Гарем ефрейтора (Чебалин) - страница 390

И, не закончив, подался Дубов к спасительной двери — от сестры, от правды ее, от глаз испепеляющих.

— Ночью, говоришь, угробил? Когда же это он успел? Чай, не оборотень твой свояк, надвое не делится. Нехорошо, братишка, уходишь, — звонко и чисто попеняла сестра.

— Чего? — развернулся Дубов.

— Свояка, говорю, обидишь. У сестры был, а не повидались.

— Какого свояка?

— Иди сюда, Апти. Выходи, хороший мой! — метнулась Надежда к спальне, распахнула двери и, взяв Апти под руку, вывела в кунацкую — на свет, к братовой остолбенелости.

Остановила абрека посреди комнаты, прислонилась, растворяя в нем судьбу свою, доброе имя и будущее.

— Эту ночку со мной он был, Федя. Недосуг ему душегубством заниматься. Жена я его с этой ночи.

Глава 33

Более года после восстания Осман-Губе отсиживался в горах Дагестана. Аул его детства принял блудного сына снежным равнодушием. Родственников в нем не осталось. Знакомым он рискнул показаться: дважды накрывало аул черным крылом карательных проверок, спущенных из Махачкалы Кругловым и Меркуловым. Полковник укрывался у друга детства — хромого Мамеда. С ним же и оборудовал пещеру неподалеку от аула, у него и бывал изредка ночами, узнавал новости, фиксировал приливы и отливы репрессий.

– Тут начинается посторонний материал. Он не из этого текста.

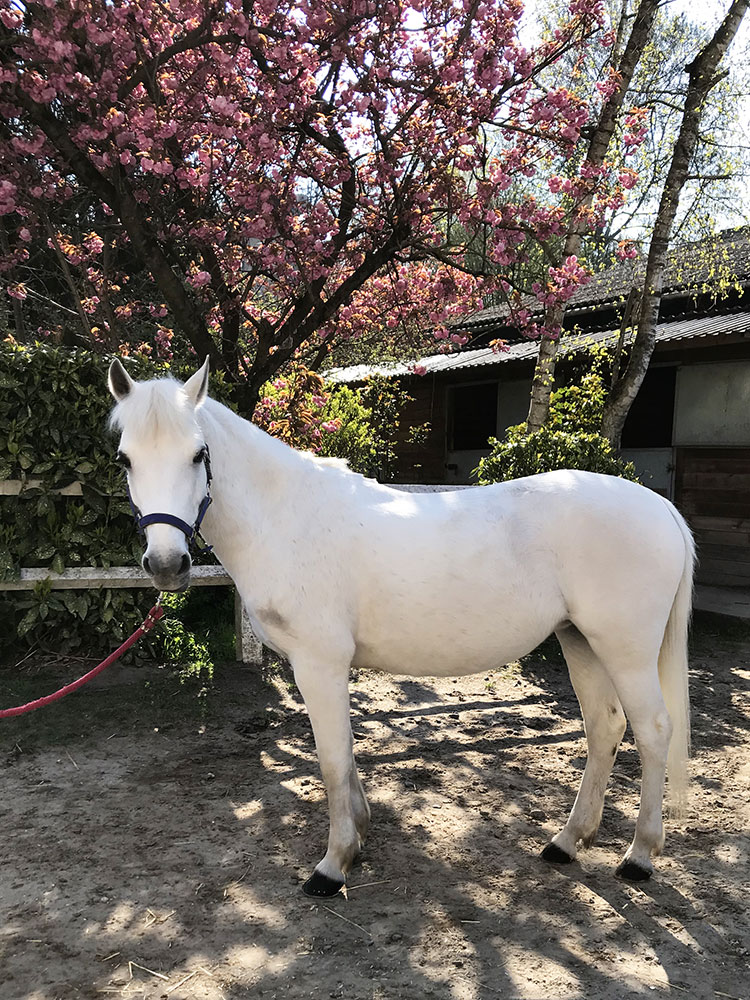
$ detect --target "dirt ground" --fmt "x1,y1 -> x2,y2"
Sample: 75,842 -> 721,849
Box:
0,616 -> 750,1000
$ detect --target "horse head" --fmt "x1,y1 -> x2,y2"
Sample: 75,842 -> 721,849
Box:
109,358 -> 211,590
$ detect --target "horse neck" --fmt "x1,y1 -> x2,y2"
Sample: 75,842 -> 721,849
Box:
199,399 -> 307,548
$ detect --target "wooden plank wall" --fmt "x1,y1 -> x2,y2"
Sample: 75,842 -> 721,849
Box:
675,448 -> 750,587
396,375 -> 446,483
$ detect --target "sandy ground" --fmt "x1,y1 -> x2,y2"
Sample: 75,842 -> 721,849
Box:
0,616 -> 750,1000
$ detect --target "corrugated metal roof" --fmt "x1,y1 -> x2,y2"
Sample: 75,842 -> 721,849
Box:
325,312 -> 750,382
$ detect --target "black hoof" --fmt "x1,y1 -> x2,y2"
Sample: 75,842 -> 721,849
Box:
302,871 -> 346,899
615,861 -> 651,882
542,844 -> 575,865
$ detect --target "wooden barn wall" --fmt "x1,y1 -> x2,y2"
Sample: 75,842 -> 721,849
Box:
675,448 -> 750,587
395,375 -> 446,484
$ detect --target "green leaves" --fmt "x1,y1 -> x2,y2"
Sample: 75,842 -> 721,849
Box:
476,424 -> 638,486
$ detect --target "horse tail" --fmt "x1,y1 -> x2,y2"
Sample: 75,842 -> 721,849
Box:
659,501 -> 695,816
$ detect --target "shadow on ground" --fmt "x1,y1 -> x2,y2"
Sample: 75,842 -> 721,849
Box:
0,608 -> 750,1000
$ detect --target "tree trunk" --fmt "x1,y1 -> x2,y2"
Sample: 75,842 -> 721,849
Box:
602,0 -> 750,448
526,0 -> 659,433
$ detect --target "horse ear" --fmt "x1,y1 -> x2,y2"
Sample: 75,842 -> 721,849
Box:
107,358 -> 135,403
185,355 -> 208,409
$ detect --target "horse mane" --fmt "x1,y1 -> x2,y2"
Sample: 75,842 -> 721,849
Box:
109,378 -> 201,438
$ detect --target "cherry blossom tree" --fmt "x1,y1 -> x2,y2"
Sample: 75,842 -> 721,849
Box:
0,0 -> 637,410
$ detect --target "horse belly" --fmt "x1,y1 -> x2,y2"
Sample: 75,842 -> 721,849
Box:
352,602 -> 564,677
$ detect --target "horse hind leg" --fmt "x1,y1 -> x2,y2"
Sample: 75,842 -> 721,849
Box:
589,624 -> 673,882
542,625 -> 625,864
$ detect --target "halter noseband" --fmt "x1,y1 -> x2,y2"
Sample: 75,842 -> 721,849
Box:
125,444 -> 213,555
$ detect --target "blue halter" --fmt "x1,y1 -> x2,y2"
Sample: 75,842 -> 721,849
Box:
125,444 -> 213,555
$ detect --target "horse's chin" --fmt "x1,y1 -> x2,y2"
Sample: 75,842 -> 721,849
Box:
151,573 -> 190,594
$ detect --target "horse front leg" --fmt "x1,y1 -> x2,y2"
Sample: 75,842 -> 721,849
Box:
292,655 -> 370,897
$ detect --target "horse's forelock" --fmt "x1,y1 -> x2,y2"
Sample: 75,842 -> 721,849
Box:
109,378 -> 196,440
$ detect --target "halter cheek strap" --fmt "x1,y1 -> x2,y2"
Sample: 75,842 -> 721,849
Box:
126,444 -> 213,554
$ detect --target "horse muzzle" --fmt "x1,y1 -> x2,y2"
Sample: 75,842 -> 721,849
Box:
141,552 -> 193,592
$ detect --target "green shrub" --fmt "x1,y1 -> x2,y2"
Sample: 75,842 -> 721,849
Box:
476,424 -> 638,485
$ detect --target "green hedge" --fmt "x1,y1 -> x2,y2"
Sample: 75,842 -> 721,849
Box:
476,424 -> 638,485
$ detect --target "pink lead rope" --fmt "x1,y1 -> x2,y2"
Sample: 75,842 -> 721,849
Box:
0,598 -> 164,719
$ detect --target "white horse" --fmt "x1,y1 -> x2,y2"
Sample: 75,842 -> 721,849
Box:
109,360 -> 694,896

Рацию с запасными батареями, сброшенную с оружием еще в Чечне, он оставит там же, у Богатырева: вместе закопали у него в саду, упаковав во влагонепроницаемый резиновый мешок, а затем в брезент.

Перед этим последний раз вышел полковник в эфир, сообщил Арнольду в Армавир о своем уходе в подполье на неопределенное время, попросил оставить те же позывные, то же время для связи с Берлином и на всякий случай со Стамбулом.

В феврале 1944 года, узнав о выселении чеченцев и ингушей, Осман-Губе понял: все кончено. Сталин одним махом обрубил тыловую угрозу, припекавшую его с юга, разорвал агентурную — немецкую, английскую, турецкую — сеть, сплетенную за годы на Кавказе многими разведками мира. Выжженная, обезлюдевшая от коренного населения земля уже не даст антисоветских ростков.

После этого Осман-Губе приложил все силы, всю хищную изворотливость ума, чтобы запастись формой милиционера и самым надежным удостоверением — офицера НКВД. Это в конце концов удалось, помог Мамед старыми связями и подкупом.

К концу марта, когда стали набухать почки на старой груше, спала волна репрессий и зажурчали первые робкие ручейки в горах, полковник решился на дальнюю вылазку в Чечню: пора было выбираться к своим через Турцию, предварительно проинспектировав остатки агентуры среди русских в Грозном.

Из Унцукуля он отправился к Ботлиху, затем через перевал Харами перешел границу Дагестана и Чечни и добрался до Ведено. А уж оттуда двинулся к Новому Алкуну.